Finse di credere alle parole di Colin, annuendo flebilmente e continuando a mangiare la zuppa di farro che tanto lo disgustava. Non era riuscito a passare all'alimentari, e la dispensa di casa Marshall non offriva altro. Finirono di cenare avvolti da un silenzio fastidioso e ostile, come se anche una sola parola avrebbe potuto aprire un vaso di pandora che era meglio tenere sigillato. Con ancora in bocca l'ultimo rimasuglio di zuppa, Colin si alzò dalla sedia, prendendo il suo piatto e posandolo nel lavandino, colmo come al solito. Si scusò in fretta col padre, assicurandogli che avrebbe lavato tutto l'indomani, e sparì nella sua stanza fingendo di dover studiare. Sprofondò sul letto sfatto e si toccò le labbra con due dita. Sentiva ancora vivo il tocco di Mina, quasi la ragazza fosse ancora lì con lui. Sentiva le sue mani dolci nei capelli, il profumo avvolgente, la pelle morbida.

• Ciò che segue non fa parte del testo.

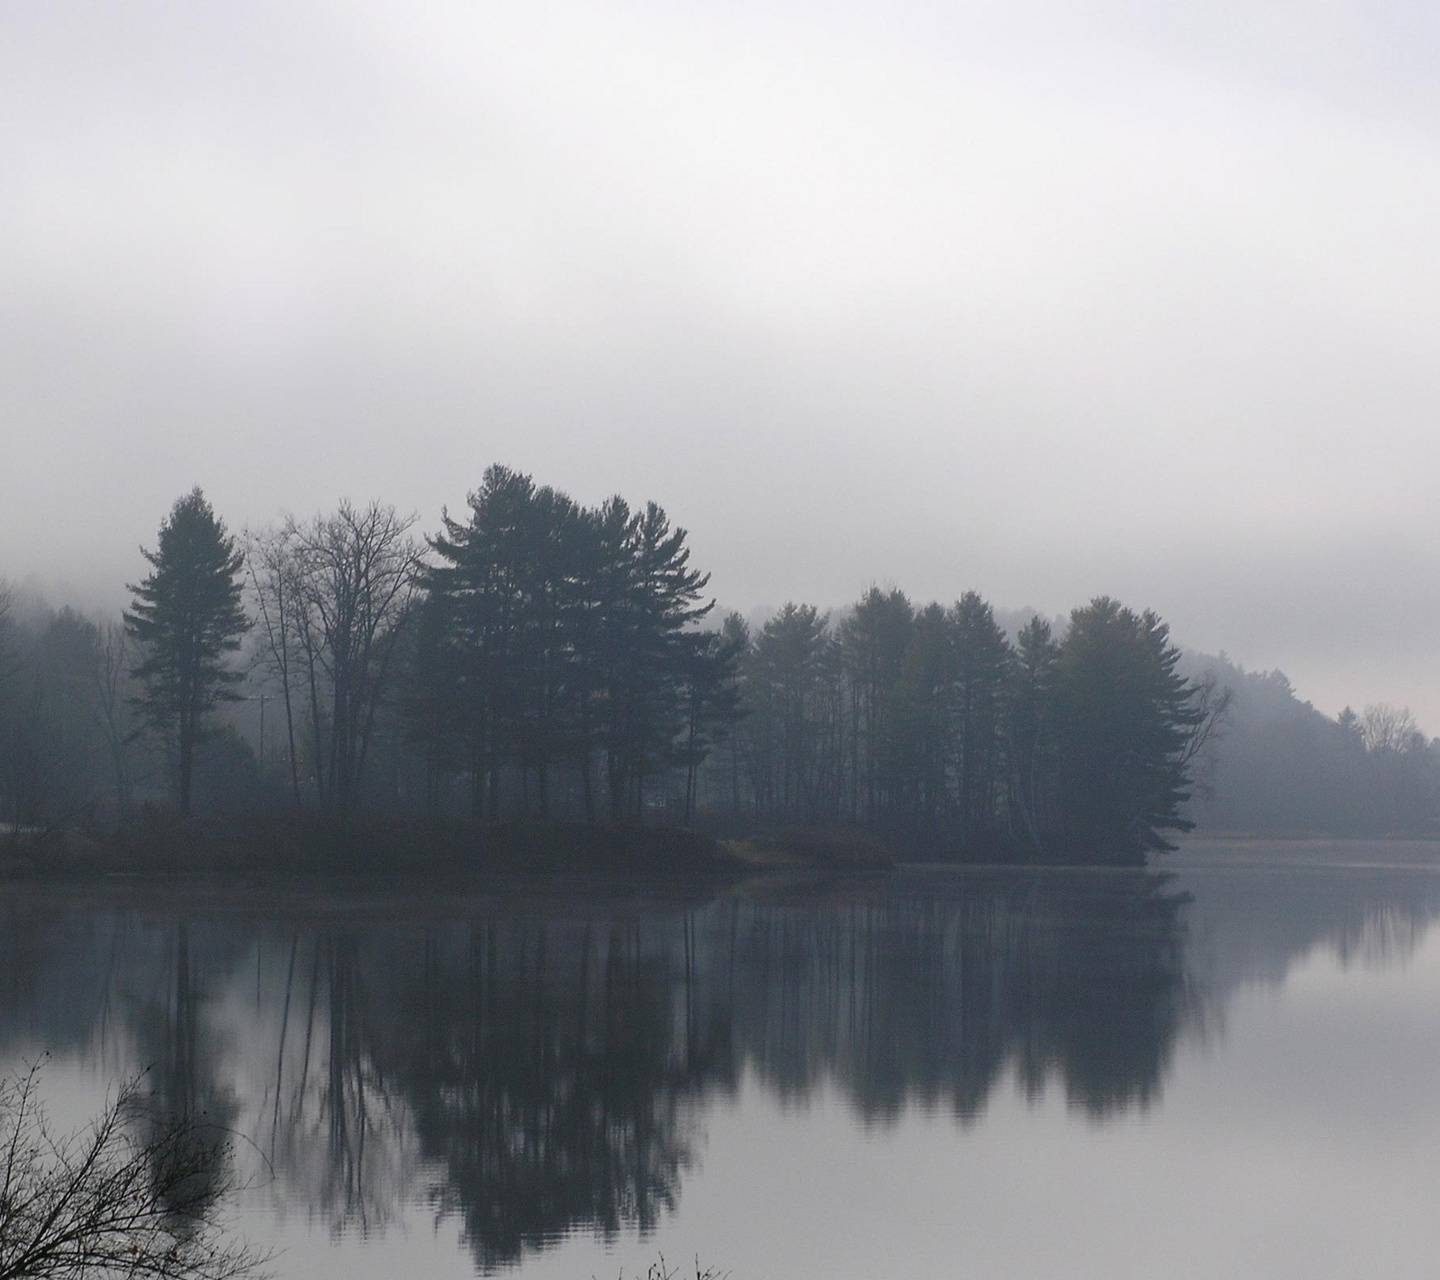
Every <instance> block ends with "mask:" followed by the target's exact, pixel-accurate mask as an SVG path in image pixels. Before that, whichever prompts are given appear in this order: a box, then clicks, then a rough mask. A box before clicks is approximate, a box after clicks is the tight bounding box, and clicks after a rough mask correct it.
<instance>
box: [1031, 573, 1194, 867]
mask: <svg viewBox="0 0 1440 1280" xmlns="http://www.w3.org/2000/svg"><path fill="white" fill-rule="evenodd" d="M1178 662H1179V649H1178V648H1175V645H1172V644H1171V641H1169V628H1168V626H1166V625H1165V623H1164V622H1162V621H1161V619H1159V618H1158V616H1156V615H1155V613H1152V612H1149V610H1146V612H1145V613H1135V612H1133V610H1130V609H1126V608H1123V606H1122V605H1120V603H1119V602H1116V600H1112V599H1110V598H1107V596H1102V598H1097V599H1094V600H1092V602H1090V603H1089V605H1087V606H1086V608H1083V609H1076V610H1074V612H1073V613H1071V615H1070V628H1068V631H1067V632H1066V638H1064V642H1063V644H1061V645H1060V655H1058V662H1057V667H1056V698H1054V706H1056V710H1054V716H1056V733H1057V746H1058V753H1057V754H1058V759H1057V767H1058V786H1060V813H1061V815H1063V822H1064V826H1066V831H1064V832H1063V841H1064V842H1066V844H1067V845H1068V851H1070V852H1071V854H1073V855H1080V857H1084V858H1086V860H1089V861H1117V862H1133V861H1139V860H1142V858H1143V855H1145V854H1146V852H1148V851H1162V849H1169V848H1172V845H1169V844H1168V842H1166V839H1165V838H1164V837H1162V835H1161V832H1162V831H1165V829H1172V831H1189V828H1191V826H1192V825H1194V824H1192V822H1191V821H1189V819H1188V818H1185V816H1182V806H1184V803H1185V801H1187V799H1189V793H1191V773H1189V760H1191V750H1189V747H1191V744H1192V742H1194V740H1195V734H1197V733H1200V731H1202V730H1204V721H1205V717H1207V711H1205V708H1204V707H1202V706H1201V701H1200V697H1198V695H1200V687H1198V685H1192V684H1191V682H1189V681H1187V680H1185V678H1184V677H1182V675H1181V674H1179V671H1178V670H1176V665H1178Z"/></svg>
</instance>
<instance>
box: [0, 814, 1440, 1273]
mask: <svg viewBox="0 0 1440 1280" xmlns="http://www.w3.org/2000/svg"><path fill="white" fill-rule="evenodd" d="M1162 868H1164V870H1162V871H1158V873H1122V871H1032V873H998V871H959V870H923V871H922V870H914V871H906V873H901V874H899V875H896V877H894V878H891V880H883V881H868V883H867V881H860V883H848V884H847V883H831V884H798V883H770V884H750V885H743V887H739V888H730V890H720V891H714V890H694V891H687V890H674V888H671V890H655V888H645V887H639V885H636V887H629V888H625V887H615V885H613V884H609V885H599V884H588V885H583V887H580V888H577V890H576V888H573V887H572V888H570V890H564V891H562V890H546V891H540V890H536V888H534V887H528V888H527V887H520V885H510V887H500V885H497V887H494V888H492V890H491V891H485V893H471V894H465V896H456V894H408V896H402V894H382V893H373V891H372V893H363V891H356V890H353V888H331V890H312V891H305V893H302V894H284V896H281V894H258V893H242V891H216V890H206V891H190V893H184V891H164V893H156V891H153V890H145V891H140V890H134V888H122V887H117V888H114V890H108V891H104V893H101V891H91V890H86V891H76V890H72V888H65V890H52V888H46V890H32V888H22V890H17V888H14V887H9V888H4V890H3V894H4V897H3V900H0V1070H4V1068H9V1067H13V1065H14V1064H16V1063H19V1061H23V1060H26V1058H32V1057H35V1055H36V1054H37V1053H40V1051H42V1050H48V1051H49V1054H50V1057H49V1061H48V1065H46V1073H45V1087H46V1094H48V1097H49V1101H50V1110H52V1114H53V1117H55V1119H58V1120H60V1122H65V1123H71V1124H79V1123H81V1122H82V1120H84V1119H85V1117H86V1116H88V1114H89V1113H91V1110H92V1109H94V1107H95V1104H96V1101H98V1100H99V1099H102V1097H104V1093H105V1090H107V1087H109V1086H112V1083H114V1081H115V1080H118V1078H122V1077H125V1076H127V1074H131V1073H134V1071H135V1070H138V1068H141V1067H148V1068H150V1076H148V1081H150V1086H151V1087H153V1089H154V1090H156V1093H157V1099H158V1101H160V1103H161V1104H163V1106H168V1107H173V1109H176V1110H183V1109H186V1107H193V1109H203V1110H204V1112H206V1113H207V1114H209V1116H212V1117H215V1119H219V1120H222V1122H223V1123H226V1124H229V1126H230V1127H233V1129H235V1130H238V1132H239V1133H242V1135H245V1136H246V1139H248V1143H242V1145H240V1146H239V1148H238V1152H236V1160H238V1162H239V1163H240V1166H242V1169H240V1172H242V1173H245V1175H246V1176H249V1178H251V1179H252V1185H251V1188H249V1189H248V1191H246V1192H245V1194H243V1196H242V1198H240V1202H239V1204H236V1205H235V1207H233V1208H235V1212H233V1218H235V1221H236V1222H238V1225H239V1228H240V1230H242V1231H243V1232H245V1234H246V1235H248V1237H249V1238H251V1240H252V1241H255V1243H258V1244H274V1245H275V1247H276V1248H278V1250H279V1251H281V1253H279V1258H278V1263H276V1267H275V1271H276V1274H278V1276H279V1277H285V1280H298V1277H395V1276H405V1277H459V1276H472V1274H475V1273H477V1270H478V1271H481V1273H501V1271H504V1273H508V1274H514V1276H518V1277H521V1280H546V1277H567V1280H569V1277H575V1280H585V1277H590V1276H598V1277H602V1280H608V1277H613V1276H615V1274H616V1273H618V1271H619V1270H621V1268H622V1267H624V1268H625V1273H626V1274H632V1273H635V1271H639V1273H644V1268H645V1264H647V1263H648V1261H649V1260H651V1258H654V1257H655V1254H657V1253H660V1251H662V1253H665V1254H667V1257H670V1258H671V1260H678V1258H693V1257H694V1256H696V1254H697V1253H698V1256H700V1258H701V1261H704V1263H714V1264H719V1266H721V1267H723V1268H727V1270H730V1271H732V1274H733V1276H734V1280H782V1277H783V1280H791V1277H825V1280H848V1277H865V1280H873V1277H881V1276H965V1277H1104V1280H1115V1277H1153V1276H1156V1274H1161V1276H1166V1277H1181V1276H1187V1277H1188V1276H1195V1277H1201V1276H1202V1277H1214V1276H1256V1277H1305V1280H1315V1277H1358V1276H1385V1277H1408V1276H1414V1277H1423V1276H1434V1274H1440V1215H1437V1214H1436V1198H1437V1189H1440V932H1437V930H1436V929H1434V927H1433V926H1434V921H1436V916H1437V913H1440V847H1436V845H1420V844H1392V845H1385V844H1377V845H1359V844H1333V845H1328V844H1264V845H1261V844H1248V845H1207V844H1201V842H1195V844H1191V845H1189V847H1188V848H1187V849H1185V851H1184V852H1181V854H1179V855H1175V857H1172V858H1169V860H1166V861H1165V862H1164V864H1162Z"/></svg>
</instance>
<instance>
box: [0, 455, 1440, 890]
mask: <svg viewBox="0 0 1440 1280" xmlns="http://www.w3.org/2000/svg"><path fill="white" fill-rule="evenodd" d="M144 554H145V559H147V562H148V564H150V570H151V572H150V573H148V574H147V576H144V577H143V579H141V580H140V582H137V583H132V585H131V589H132V592H134V605H132V608H131V610H128V612H127V613H125V616H124V619H91V618H85V616H82V615H81V613H78V612H76V610H73V609H60V610H58V612H56V610H52V609H49V608H48V606H45V603H43V602H42V600H39V599H35V598H26V596H23V595H19V593H16V592H14V590H7V593H6V596H4V606H3V608H4V613H3V622H0V644H3V659H0V661H3V665H0V678H3V684H0V750H3V773H0V803H3V811H0V812H3V816H4V821H6V824H7V825H9V826H10V829H12V831H13V832H14V837H16V839H20V838H22V835H24V837H26V838H27V839H30V841H39V842H42V844H43V841H45V839H46V838H50V837H59V834H60V832H63V831H66V829H71V831H75V829H79V828H88V829H92V831H104V829H111V828H114V826H117V824H118V825H120V826H124V825H125V824H127V822H130V821H131V819H134V816H135V815H137V813H144V815H150V818H154V815H157V813H164V812H167V811H170V809H177V811H179V812H180V813H184V815H189V813H192V812H193V813H196V815H210V816H219V815H226V816H229V818H232V819H233V818H243V816H253V815H278V813H287V812H288V813H300V812H308V813H314V815H325V816H327V818H328V819H336V821H338V822H340V824H341V825H344V826H346V828H347V829H353V828H354V825H356V824H354V822H353V819H354V818H357V816H360V815H363V816H364V818H367V819H370V821H372V822H383V821H390V819H395V821H400V822H408V821H412V819H436V821H461V819H468V821H480V822H484V824H497V822H500V824H514V822H521V824H556V822H560V824H579V825H585V826H589V828H599V826H605V828H611V829H634V828H641V826H661V828H694V829H698V831H701V832H706V834H708V835H713V837H726V838H729V839H730V841H732V844H739V845H740V847H746V845H749V847H755V845H760V847H778V848H780V849H782V851H786V852H789V854H795V855H799V857H806V855H812V854H825V855H831V857H841V858H844V860H850V861H854V862H857V864H867V862H884V861H888V860H890V858H891V857H894V855H897V854H904V855H907V857H927V858H940V860H968V861H1009V860H1032V861H1109V862H1135V861H1139V860H1143V857H1145V854H1148V852H1152V851H1164V849H1166V848H1169V847H1171V845H1169V835H1171V834H1175V832H1184V831H1188V829H1191V828H1192V826H1195V825H1201V826H1204V828H1207V829H1211V831H1236V832H1272V834H1273V832H1284V834H1305V832H1331V834H1421V832H1431V831H1434V829H1436V828H1437V813H1440V747H1437V746H1436V744H1434V743H1431V742H1428V740H1427V739H1426V737H1424V734H1423V733H1421V731H1420V729H1418V726H1417V724H1416V723H1414V720H1413V717H1410V714H1408V713H1407V711H1401V710H1395V708H1391V707H1387V706H1371V707H1367V708H1365V711H1364V713H1362V714H1356V713H1355V711H1352V710H1349V708H1346V710H1345V711H1344V713H1342V714H1341V716H1339V717H1338V718H1335V720H1332V718H1329V717H1326V716H1323V714H1322V713H1319V711H1316V710H1315V708H1313V707H1312V706H1310V704H1308V703H1305V701H1302V700H1300V698H1299V695H1297V694H1296V691H1295V690H1293V688H1292V687H1290V684H1289V681H1287V680H1286V678H1284V675H1283V674H1280V672H1277V671H1272V672H1248V671H1246V670H1244V668H1241V667H1238V665H1237V664H1236V662H1233V661H1231V659H1228V658H1227V657H1224V655H1221V657H1204V655H1197V654H1182V652H1181V649H1179V648H1178V646H1176V645H1175V644H1174V642H1172V639H1171V636H1169V629H1168V626H1166V623H1165V622H1164V621H1162V619H1161V618H1158V616H1156V615H1155V613H1152V612H1143V610H1142V612H1136V610H1133V609H1130V608H1128V606H1125V605H1122V603H1120V602H1117V600H1113V599H1109V598H1097V599H1094V600H1092V602H1089V603H1086V605H1081V606H1079V608H1076V609H1074V610H1073V612H1071V615H1070V616H1068V619H1054V621H1047V619H1044V618H1041V616H1038V615H1035V613H1034V612H1031V610H1021V612H1009V613H1005V612H996V610H995V609H994V608H992V606H991V605H989V603H988V602H986V600H984V599H982V598H981V596H979V595H976V593H975V592H963V593H962V595H960V596H959V598H958V599H956V600H955V602H953V603H950V605H942V603H937V602H930V603H920V602H913V600H910V599H909V598H907V596H906V595H904V592H901V590H900V589H897V587H890V589H880V587H871V589H870V590H868V592H865V593H864V595H863V598H861V599H860V600H857V602H855V603H852V605H850V606H847V608H844V609H832V610H822V609H819V608H818V606H815V605H811V603H796V602H786V603H785V605H783V606H780V608H778V609H775V610H773V612H770V613H769V616H765V618H755V619H750V621H747V619H744V618H743V616H742V615H740V613H736V612H730V613H726V615H723V616H720V615H719V610H717V609H716V608H714V600H713V598H711V595H710V590H708V589H710V579H708V574H707V573H704V572H703V570H701V569H698V567H694V566H691V563H690V550H688V546H687V531H685V528H683V527H680V526H677V524H674V523H672V521H671V520H670V517H668V515H667V513H665V511H664V508H661V507H660V505H657V504H654V502H649V504H647V505H644V507H638V508H632V507H631V505H629V504H628V502H626V501H625V500H624V498H619V497H615V498H611V500H609V501H606V502H603V504H600V505H599V507H595V508H583V507H580V505H579V504H576V502H575V501H573V500H572V498H570V497H567V495H566V494H563V492H560V491H557V490H553V488H550V487H546V485H539V484H536V481H534V479H533V478H531V477H528V475H523V474H520V472H516V471H511V469H508V468H504V467H498V465H497V467H492V468H490V469H488V471H487V472H485V475H484V479H482V482H481V485H480V487H478V488H477V490H475V491H474V492H472V494H471V497H469V501H468V505H467V508H465V511H462V513H449V511H446V513H444V514H442V517H441V520H439V523H438V527H436V528H433V530H432V531H425V530H422V527H420V524H419V520H418V518H416V517H413V515H412V517H406V515H400V514H399V513H397V511H396V510H395V508H393V507H389V505H386V504H383V502H370V504H367V505H364V507H357V505H354V504H351V502H341V504H340V505H338V507H337V508H336V510H334V511H331V513H327V514H320V515H315V517H312V518H310V520H297V518H294V517H287V518H285V520H282V521H281V523H276V524H274V526H271V527H268V528H261V530H249V531H245V533H243V534H239V536H236V534H230V533H229V531H228V530H226V526H225V521H223V518H222V517H220V515H217V514H216V513H215V511H213V510H212V508H210V505H209V502H207V501H206V500H204V497H203V494H202V492H200V491H199V490H196V491H193V492H192V494H189V495H184V497H181V498H180V500H177V502H176V504H174V508H173V510H171V513H170V514H168V515H167V517H166V520H164V523H163V524H161V527H160V533H158V540H157V543H156V547H154V549H153V550H145V551H144ZM363 825H364V824H361V826H363ZM62 842H63V841H62ZM521 857H523V855H521Z"/></svg>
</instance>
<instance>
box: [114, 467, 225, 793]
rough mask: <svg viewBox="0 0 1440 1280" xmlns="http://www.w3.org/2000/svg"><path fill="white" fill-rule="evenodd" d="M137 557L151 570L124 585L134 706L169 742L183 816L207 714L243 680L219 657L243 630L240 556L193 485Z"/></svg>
mask: <svg viewBox="0 0 1440 1280" xmlns="http://www.w3.org/2000/svg"><path fill="white" fill-rule="evenodd" d="M141 554H143V556H144V557H145V560H147V562H150V566H151V572H150V573H147V574H145V577H144V579H143V580H141V582H140V585H138V586H137V585H131V586H130V587H128V589H130V590H131V592H132V593H134V600H132V603H131V608H130V610H128V612H127V613H125V626H127V629H128V632H130V635H131V636H132V638H134V641H135V644H137V645H138V648H140V654H141V661H140V664H138V665H137V667H134V668H132V672H131V674H132V675H134V677H135V678H137V680H138V681H140V682H141V685H143V693H141V694H140V695H138V697H137V698H135V707H137V710H138V711H140V716H141V718H143V721H144V724H145V726H148V727H150V729H153V730H154V731H157V733H160V734H163V736H164V737H166V739H167V740H170V742H173V744H174V750H176V766H177V775H176V776H177V795H179V801H180V809H181V812H186V813H189V812H190V783H192V778H193V773H194V752H196V746H197V744H199V743H200V740H202V737H203V734H204V720H206V716H207V714H209V713H210V711H212V710H215V707H216V706H217V704H219V703H222V701H228V700H233V698H235V697H236V694H235V693H233V687H235V685H236V684H239V681H240V678H242V677H240V672H238V671H232V670H229V668H228V667H226V664H225V657H226V654H232V652H235V651H236V649H238V648H239V646H240V636H242V635H243V634H245V629H246V619H245V610H243V609H242V608H240V566H242V563H243V556H242V553H240V551H239V550H238V549H236V546H235V540H233V538H232V537H230V536H229V534H228V533H226V530H225V521H222V520H220V518H219V517H217V515H216V514H215V511H213V508H212V507H210V504H209V502H207V501H206V498H204V494H203V492H202V491H200V488H199V487H196V488H193V490H192V491H190V492H189V494H186V495H184V497H183V498H179V500H177V501H176V504H174V507H171V510H170V514H168V515H167V517H166V520H164V523H163V524H161V526H160V541H158V544H157V547H156V550H154V551H147V550H145V549H144V547H141Z"/></svg>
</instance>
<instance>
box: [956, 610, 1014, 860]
mask: <svg viewBox="0 0 1440 1280" xmlns="http://www.w3.org/2000/svg"><path fill="white" fill-rule="evenodd" d="M949 623H950V635H952V642H953V645H955V691H953V716H955V749H956V759H958V772H959V816H960V834H962V837H963V839H965V844H966V845H968V847H972V848H973V847H975V844H976V842H978V841H986V842H989V841H992V839H994V838H995V835H996V831H995V816H996V815H995V809H996V799H998V790H999V785H1001V729H1002V711H1004V704H1005V684H1007V678H1008V674H1009V662H1011V657H1012V655H1011V649H1009V644H1008V642H1007V639H1005V632H1002V631H1001V629H999V625H998V623H996V622H995V613H994V610H992V609H991V606H989V605H986V603H985V600H982V599H981V596H979V595H978V593H976V592H966V593H965V595H963V596H960V599H959V602H958V603H956V605H955V608H953V609H952V610H950V613H949Z"/></svg>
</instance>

Colin era certo di non sapere cosa fosse l'amore, non l'aveva mai provato eppure era altrettanto certo che i sentimenti per Mina fossero davvero vicini a quel sentimento di cui tutti parlavano. Mina lo aveva stravolto, rendendolo quasi succube. Avrebbe fatto qualsiasi cosa per lei, pur di vederla sorridere. Avrebbe scalato una montagna a piedi nudi, avrebbe preso a pugni chiunque, sarebbe scappato da Moonlight. Avrebbe sacrificato tutto, pur di stare con lei. Era sano, quel sentimento? Colin non ne era certo, ma non se ne preoccupò. Amava Mina, amava anche quei difetti che inizialmente tanto lo infastidivano. Amava i suoi occhi bicolore, quei capelli sempre morbidi e profumati di cocco, amava le insicurezze private e la perfidia che mostrava in pubblico. Amava il modo in cui la ragazza stava provando a cambiare. E amava la sua voce. Dio, quanto amava quella voce delicata e ferma. O, forse, era una semplice infatuazione passeggera. Ma potevano, quei vortici nello stomaco, così potenti da togliergli anche l'appetito, essere una semplice infatuazione?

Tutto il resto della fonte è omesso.